Hi, Thanks so much for this super useful article. Can I ask, once the changes suggested above have been made, will the synchronise remove other/excess emails already in the folder on my local drive, or does that need to be done separately? Thanks, Paul

Extremely helpful article. Thanks so much.

I looked everywhere for a solution to this. Thank you so much.

Thank you very much. This worked for me.

you saved my day and Macs space. thanks so much for creating the webpage with nice documentation.

Sometimes I want to keep a conversation. I want to reference old e's from and to what has been done before. Or just keeping the fact that we talked about this. i.e. when getting help from Apple, I need the old Apple reference number and what we did. Same with other Computer help. I send the emails to a box by rules.Thats where I want to keep them. This also applies to email I don't have time to read and explore. I just clear the inbox and keep it open to new emails in my Sierra email boxes.
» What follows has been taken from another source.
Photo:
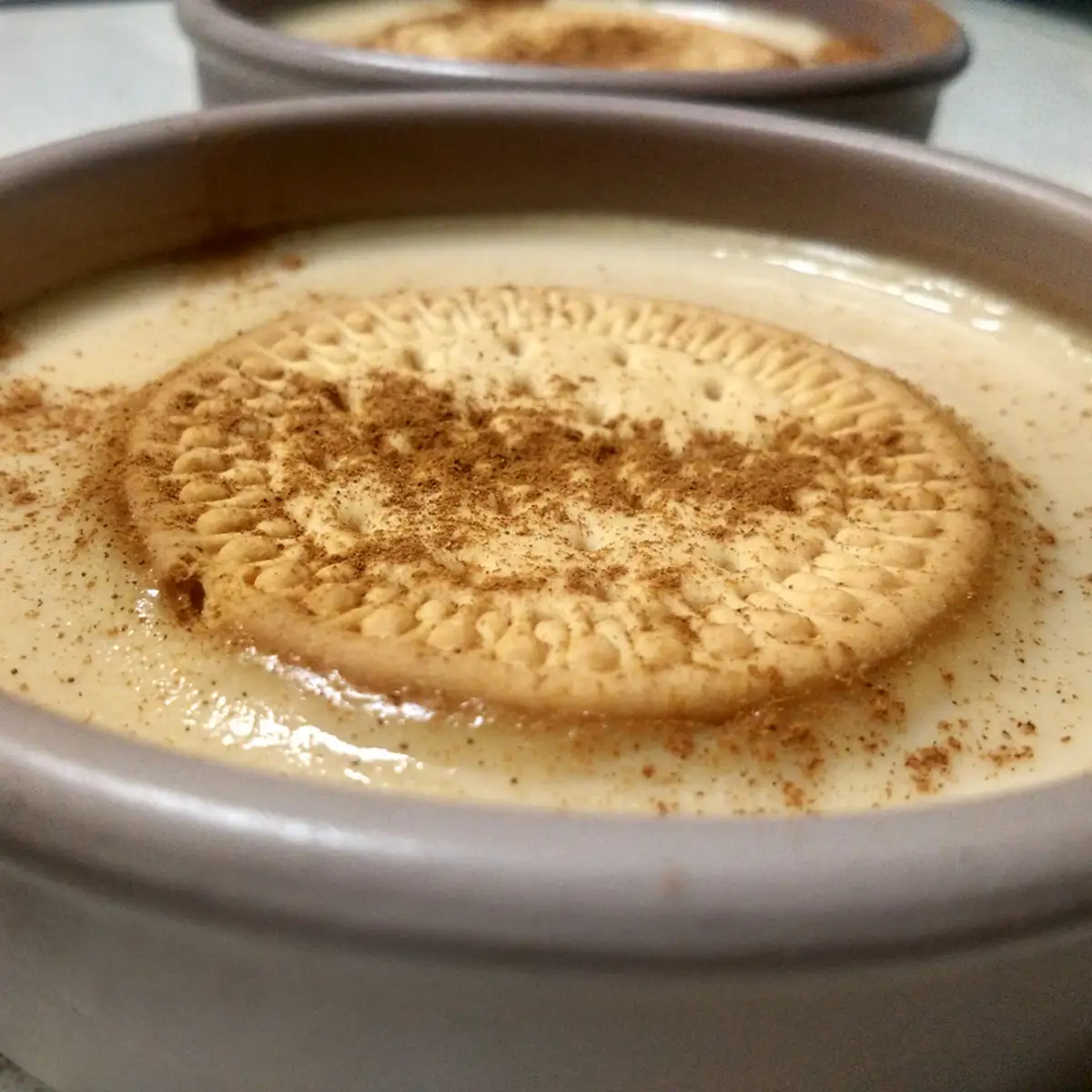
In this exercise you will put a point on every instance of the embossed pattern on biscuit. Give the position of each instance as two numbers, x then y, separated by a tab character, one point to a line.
554	498
535	34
I can't find a solution to this Gmail issue: Suddenly, my gmail inbox became painfully slow (up to 20 min for new messages). Well before this I was also seeing huge message downloads regularly at the bottom of the mail window. Running iMac mid 2009 High Sierra 10.13, lots of disk space, 16gb memory. these problems are new-before everything was great. Help, anyone? I'm soon for the funny farm. Thanks

I do believe that did the trick! I set it to 2000 emails and from my test seems to work perfectly. Many thanks. Robert P.S. started happening with Seirra and now running Mohave OS

Thank you, great article! Really needed this info. Quick question - how does this affect searching on the mac - i.e. if I search for a keyword, does the mac first search what's been synced to its folders, and then go to the Google server to search items from longer ago than the last <1000, 2000,...> that have been downloaded?